Como a evolução da oftalmologia ampliou as possibilidades de controle da doença
O glaucoma é uma condição crônica que pode comprometer progressivamente o nervo óptico, estrutura responsável por transmitir as imagens ao cérebro. Em muitos casos, está associado ao aumento da pressão intraocular.
Durante décadas, o tratamento esteve centrado principalmente no uso de colírios e em cirurgias convencionais quando necessárias. Hoje, a medicina conta com recursos tecnológicos que ampliam as alternativas terapêuticas.
Entre eles estão o SLT (Trabeculoplastia Seletiva a Laser) e a Ciclofotocoagulação a laser.
Mas como essas tecnologias funcionam?
Entendendo o papel da pressão intraocular
Dentro do olho circula um líquido transparente chamado humor aquoso. Ele é produzido e drenado continuamente. Quando esse equilíbrio é alterado, a pressão intraocular pode se elevar.
Essa pressão aumentada pode, ao longo do tempo, causar dano ao nervo óptico.
O objetivo do tratamento do glaucoma é justamente controlar essa pressão para preservar a função visual.
É nesse contexto que entram as tecnologias a laser.
SLT: Trabeculoplastia Seletiva a Laser
O SLT é um procedimento realizado com aplicação de laser na área responsável pela drenagem do humor aquoso.
De forma simplificada, o laser estimula essa região a funcionar de maneira mais eficiente, favorecendo a saída do líquido e contribuindo para a redução da pressão ocular.
O procedimento é realizado com colírio anestésico, dura poucos minutos e não exige internação.
A indicação depende de avaliação individualizada. Pode ser considerado em diferentes momentos do tratamento, conforme o perfil clínico do paciente.
Ciclofotocoagulação a laser
A ciclofotocoagulação atua de maneira diferente.
Em vez de estimular a drenagem, ela age na região responsável pela produção do humor aquoso, reduzindo sua formação em casos específicos.
Ao diminuir a produção do líquido interno do olho, contribui para o controle da pressão intraocular.

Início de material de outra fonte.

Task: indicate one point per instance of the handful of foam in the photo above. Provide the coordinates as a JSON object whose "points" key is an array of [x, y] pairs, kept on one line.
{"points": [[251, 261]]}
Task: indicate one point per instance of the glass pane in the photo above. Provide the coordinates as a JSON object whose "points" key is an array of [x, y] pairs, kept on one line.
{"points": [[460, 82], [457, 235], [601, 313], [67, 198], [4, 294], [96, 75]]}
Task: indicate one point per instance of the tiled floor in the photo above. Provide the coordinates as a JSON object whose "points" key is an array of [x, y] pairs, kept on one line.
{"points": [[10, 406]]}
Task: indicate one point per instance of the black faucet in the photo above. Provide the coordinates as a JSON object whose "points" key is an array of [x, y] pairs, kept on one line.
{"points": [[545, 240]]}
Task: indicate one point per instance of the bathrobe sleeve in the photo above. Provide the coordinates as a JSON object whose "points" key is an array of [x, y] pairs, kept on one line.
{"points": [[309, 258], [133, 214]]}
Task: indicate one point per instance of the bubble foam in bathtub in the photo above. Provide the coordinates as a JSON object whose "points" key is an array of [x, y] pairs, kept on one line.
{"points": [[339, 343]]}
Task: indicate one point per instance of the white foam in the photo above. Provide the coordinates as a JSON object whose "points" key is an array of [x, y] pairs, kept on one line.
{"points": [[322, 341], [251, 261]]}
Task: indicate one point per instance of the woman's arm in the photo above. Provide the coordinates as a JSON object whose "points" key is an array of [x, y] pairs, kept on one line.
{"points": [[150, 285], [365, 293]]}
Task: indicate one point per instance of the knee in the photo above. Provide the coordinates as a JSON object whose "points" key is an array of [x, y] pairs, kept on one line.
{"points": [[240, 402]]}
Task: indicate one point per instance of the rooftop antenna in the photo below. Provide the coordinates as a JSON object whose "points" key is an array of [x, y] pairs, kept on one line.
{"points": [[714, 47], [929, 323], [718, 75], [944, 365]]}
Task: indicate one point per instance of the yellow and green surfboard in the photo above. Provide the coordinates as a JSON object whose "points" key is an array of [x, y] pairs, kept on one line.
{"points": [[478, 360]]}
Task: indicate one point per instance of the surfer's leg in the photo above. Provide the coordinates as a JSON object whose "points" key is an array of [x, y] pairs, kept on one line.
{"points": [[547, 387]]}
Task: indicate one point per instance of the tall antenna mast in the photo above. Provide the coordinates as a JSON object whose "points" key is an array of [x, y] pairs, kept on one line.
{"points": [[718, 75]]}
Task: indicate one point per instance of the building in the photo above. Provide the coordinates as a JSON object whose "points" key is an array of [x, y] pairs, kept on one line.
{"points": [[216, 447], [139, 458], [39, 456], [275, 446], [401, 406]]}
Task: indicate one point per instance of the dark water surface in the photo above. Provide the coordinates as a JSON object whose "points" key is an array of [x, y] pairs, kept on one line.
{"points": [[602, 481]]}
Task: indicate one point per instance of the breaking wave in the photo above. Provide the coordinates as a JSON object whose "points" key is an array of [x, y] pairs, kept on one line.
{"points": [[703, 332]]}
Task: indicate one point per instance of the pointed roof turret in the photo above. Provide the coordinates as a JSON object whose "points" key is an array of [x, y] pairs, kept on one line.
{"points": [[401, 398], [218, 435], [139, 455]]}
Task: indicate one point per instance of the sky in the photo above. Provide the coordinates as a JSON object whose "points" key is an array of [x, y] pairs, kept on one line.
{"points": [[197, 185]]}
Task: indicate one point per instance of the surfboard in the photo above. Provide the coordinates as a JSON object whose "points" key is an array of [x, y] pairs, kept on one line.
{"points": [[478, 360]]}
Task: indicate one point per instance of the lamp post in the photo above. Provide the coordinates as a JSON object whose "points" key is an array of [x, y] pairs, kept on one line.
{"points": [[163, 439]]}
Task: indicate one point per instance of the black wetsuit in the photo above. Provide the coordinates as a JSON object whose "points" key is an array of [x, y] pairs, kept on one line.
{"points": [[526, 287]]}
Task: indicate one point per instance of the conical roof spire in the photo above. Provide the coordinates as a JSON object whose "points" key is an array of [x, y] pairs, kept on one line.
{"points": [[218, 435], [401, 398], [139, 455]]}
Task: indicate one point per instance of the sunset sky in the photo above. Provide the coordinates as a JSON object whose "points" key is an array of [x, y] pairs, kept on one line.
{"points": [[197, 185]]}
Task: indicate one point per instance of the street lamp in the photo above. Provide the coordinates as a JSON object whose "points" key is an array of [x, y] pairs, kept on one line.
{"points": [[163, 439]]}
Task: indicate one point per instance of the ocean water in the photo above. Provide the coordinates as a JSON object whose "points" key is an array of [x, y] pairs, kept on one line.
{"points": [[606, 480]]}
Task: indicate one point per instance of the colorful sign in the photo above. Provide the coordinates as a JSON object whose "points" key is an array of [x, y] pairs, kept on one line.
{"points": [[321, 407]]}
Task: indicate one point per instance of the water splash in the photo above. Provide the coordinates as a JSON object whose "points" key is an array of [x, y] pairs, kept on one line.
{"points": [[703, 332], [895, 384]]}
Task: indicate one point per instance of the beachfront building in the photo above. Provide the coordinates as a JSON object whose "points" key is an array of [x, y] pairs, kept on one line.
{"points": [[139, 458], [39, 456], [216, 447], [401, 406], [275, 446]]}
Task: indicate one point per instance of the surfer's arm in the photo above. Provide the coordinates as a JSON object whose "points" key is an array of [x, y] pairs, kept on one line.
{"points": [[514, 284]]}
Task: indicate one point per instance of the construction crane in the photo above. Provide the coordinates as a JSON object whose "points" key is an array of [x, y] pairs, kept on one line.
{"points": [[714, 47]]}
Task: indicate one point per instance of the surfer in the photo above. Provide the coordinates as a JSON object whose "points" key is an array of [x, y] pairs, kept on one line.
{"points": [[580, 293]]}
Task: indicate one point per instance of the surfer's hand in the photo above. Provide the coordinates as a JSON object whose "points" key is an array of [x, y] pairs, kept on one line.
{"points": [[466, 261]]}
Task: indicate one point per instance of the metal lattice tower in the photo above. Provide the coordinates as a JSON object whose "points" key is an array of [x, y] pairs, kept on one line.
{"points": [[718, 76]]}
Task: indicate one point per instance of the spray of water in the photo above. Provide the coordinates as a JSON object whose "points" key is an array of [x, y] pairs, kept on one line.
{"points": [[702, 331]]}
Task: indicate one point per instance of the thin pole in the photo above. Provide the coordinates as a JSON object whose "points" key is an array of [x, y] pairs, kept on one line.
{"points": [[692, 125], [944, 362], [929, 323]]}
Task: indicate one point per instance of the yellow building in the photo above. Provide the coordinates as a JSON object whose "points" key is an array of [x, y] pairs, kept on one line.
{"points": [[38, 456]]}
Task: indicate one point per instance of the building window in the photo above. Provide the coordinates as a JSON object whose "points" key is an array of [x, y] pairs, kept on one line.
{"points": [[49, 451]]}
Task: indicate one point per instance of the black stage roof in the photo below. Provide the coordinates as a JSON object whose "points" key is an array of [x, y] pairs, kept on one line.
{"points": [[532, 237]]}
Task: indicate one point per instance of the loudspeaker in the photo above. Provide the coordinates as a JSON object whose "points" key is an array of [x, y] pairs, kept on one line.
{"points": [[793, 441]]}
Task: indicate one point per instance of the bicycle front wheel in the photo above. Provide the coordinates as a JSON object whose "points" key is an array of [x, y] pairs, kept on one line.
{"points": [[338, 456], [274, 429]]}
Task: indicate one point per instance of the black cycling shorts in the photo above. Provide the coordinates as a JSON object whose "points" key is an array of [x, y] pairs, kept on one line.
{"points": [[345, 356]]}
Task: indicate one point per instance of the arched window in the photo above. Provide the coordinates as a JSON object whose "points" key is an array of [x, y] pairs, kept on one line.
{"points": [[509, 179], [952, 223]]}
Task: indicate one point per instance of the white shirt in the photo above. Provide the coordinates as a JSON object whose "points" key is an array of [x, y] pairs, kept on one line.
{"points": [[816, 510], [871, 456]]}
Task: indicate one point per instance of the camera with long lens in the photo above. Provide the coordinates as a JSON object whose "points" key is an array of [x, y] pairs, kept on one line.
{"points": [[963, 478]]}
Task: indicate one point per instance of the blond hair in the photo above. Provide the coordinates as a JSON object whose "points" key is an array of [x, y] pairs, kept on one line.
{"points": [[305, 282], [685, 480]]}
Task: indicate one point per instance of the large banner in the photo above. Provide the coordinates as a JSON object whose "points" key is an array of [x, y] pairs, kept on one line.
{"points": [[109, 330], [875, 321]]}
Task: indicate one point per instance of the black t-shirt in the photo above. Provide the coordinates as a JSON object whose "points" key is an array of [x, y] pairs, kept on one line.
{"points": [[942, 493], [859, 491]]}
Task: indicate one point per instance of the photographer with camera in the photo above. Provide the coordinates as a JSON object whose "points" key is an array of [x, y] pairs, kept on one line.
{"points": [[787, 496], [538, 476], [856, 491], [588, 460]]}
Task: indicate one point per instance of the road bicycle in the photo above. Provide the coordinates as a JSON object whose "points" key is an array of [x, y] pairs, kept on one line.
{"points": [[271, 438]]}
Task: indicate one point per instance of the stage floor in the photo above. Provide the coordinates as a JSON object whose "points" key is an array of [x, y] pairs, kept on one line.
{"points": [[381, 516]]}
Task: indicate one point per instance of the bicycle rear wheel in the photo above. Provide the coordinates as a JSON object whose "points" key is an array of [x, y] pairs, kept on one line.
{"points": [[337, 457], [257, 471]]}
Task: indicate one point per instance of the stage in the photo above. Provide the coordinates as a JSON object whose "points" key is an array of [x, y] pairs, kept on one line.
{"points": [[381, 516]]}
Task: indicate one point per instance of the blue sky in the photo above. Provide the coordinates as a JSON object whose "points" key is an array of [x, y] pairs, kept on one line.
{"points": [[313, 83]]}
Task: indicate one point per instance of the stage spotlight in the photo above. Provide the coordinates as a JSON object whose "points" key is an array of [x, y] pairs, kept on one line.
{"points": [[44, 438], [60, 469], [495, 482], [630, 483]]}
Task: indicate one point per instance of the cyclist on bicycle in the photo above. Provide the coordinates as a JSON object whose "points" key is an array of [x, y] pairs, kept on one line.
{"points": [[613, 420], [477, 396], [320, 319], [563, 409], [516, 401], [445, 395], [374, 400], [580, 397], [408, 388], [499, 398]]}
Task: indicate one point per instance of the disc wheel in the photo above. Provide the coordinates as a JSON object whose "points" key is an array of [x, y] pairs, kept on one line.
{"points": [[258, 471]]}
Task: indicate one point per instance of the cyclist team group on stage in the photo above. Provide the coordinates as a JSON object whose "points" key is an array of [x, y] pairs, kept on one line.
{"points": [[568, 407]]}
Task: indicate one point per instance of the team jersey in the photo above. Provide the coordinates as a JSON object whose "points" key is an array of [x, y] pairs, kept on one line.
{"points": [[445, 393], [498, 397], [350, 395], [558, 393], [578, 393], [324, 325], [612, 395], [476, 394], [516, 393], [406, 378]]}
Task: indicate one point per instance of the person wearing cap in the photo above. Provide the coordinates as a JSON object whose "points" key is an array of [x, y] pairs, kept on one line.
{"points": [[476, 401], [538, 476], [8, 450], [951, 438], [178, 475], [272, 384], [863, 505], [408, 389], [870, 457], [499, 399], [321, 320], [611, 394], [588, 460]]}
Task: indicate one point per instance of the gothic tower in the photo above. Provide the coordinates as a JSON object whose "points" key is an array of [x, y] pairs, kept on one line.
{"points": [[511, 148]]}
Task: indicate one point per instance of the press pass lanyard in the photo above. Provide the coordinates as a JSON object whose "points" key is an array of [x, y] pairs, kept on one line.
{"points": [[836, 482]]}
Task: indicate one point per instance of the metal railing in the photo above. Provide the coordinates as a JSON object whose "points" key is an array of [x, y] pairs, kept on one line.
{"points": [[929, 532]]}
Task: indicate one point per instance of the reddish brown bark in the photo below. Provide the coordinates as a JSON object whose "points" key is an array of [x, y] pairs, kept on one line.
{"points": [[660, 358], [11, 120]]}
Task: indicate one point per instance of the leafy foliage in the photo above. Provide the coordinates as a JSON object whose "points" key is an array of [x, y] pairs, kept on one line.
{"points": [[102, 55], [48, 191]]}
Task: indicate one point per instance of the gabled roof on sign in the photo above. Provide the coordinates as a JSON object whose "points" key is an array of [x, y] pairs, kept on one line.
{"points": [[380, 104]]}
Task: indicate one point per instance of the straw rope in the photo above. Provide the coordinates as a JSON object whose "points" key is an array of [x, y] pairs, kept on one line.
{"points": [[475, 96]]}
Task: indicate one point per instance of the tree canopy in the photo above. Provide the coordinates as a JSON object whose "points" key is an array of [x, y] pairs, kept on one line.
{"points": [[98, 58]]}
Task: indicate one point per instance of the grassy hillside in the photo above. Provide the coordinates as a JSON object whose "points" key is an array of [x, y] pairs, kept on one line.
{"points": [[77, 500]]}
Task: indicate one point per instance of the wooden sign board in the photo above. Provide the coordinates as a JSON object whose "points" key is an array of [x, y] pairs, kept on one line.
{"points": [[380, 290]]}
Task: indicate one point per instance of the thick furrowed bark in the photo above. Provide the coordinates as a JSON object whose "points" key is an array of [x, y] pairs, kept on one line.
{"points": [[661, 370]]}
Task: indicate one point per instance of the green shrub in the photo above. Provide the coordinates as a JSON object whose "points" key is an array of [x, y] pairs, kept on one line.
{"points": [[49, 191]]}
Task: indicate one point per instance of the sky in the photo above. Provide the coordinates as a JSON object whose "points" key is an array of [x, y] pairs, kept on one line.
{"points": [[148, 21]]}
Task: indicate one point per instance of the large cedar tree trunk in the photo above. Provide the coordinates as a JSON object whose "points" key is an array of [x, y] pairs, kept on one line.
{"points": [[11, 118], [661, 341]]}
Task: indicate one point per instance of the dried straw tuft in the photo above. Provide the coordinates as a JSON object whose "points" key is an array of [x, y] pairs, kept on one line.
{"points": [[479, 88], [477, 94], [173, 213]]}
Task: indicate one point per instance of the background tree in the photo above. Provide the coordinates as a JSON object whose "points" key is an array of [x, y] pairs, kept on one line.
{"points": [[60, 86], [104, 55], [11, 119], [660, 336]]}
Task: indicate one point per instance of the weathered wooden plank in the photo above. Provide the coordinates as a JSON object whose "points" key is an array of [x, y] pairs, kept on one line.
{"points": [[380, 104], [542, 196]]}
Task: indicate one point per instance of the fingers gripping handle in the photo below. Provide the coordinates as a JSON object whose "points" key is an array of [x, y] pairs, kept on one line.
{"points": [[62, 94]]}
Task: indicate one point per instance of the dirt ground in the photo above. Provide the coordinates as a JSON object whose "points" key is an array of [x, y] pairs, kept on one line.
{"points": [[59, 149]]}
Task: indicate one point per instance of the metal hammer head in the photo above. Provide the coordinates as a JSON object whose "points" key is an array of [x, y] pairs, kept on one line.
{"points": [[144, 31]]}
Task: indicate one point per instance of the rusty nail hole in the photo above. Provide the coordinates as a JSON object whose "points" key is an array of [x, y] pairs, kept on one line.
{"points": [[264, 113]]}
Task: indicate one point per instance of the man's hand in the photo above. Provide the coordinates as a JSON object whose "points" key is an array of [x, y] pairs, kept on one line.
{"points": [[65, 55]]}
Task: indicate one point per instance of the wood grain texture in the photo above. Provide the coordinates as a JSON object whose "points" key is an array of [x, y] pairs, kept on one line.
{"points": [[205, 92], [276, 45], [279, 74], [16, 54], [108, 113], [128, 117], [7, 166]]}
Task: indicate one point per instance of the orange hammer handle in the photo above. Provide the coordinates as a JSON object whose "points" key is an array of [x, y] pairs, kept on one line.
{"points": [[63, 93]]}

Assim como o SLT, a indicação é personalizada e depende do estágio da doença e da resposta a outros tratamentos.
Essas tecnologias substituem colírios ou cirurgia?
Nem sempre.
O glaucoma exige acompanhamento contínuo. O plano terapêutico pode envolver colírios, laser ou cirurgia, isoladamente ou em combinação, dependendo de cada caso.
O mais importante é entender que o tratamento é individualizado.
Não existe uma solução única. Existe estratégia clínica baseada em avaliação detalhada.
Orientação importante
Pacientes com diagnóstico de glaucoma devem manter acompanhamento regular com médico oftalmologista.
Em caso de dúvidas sobre as opções terapêuticas disponíveis ou necessidade de avaliação, é recomendável buscar orientação especializada.

Tecnologia a serviço da preservação visual
Os avanços na oftalmologia não têm como objetivo substituir o cuidado contínuo, mas ampliar as possibilidades de controle da doença.
O glaucoma é uma condição que exige vigilância ao longo da vida. A tecnologia oferece ferramentas mais precisas. O acompanhamento médico oferece direção.
E quando ambos caminham juntos, a preservação da visão se torna mais segura.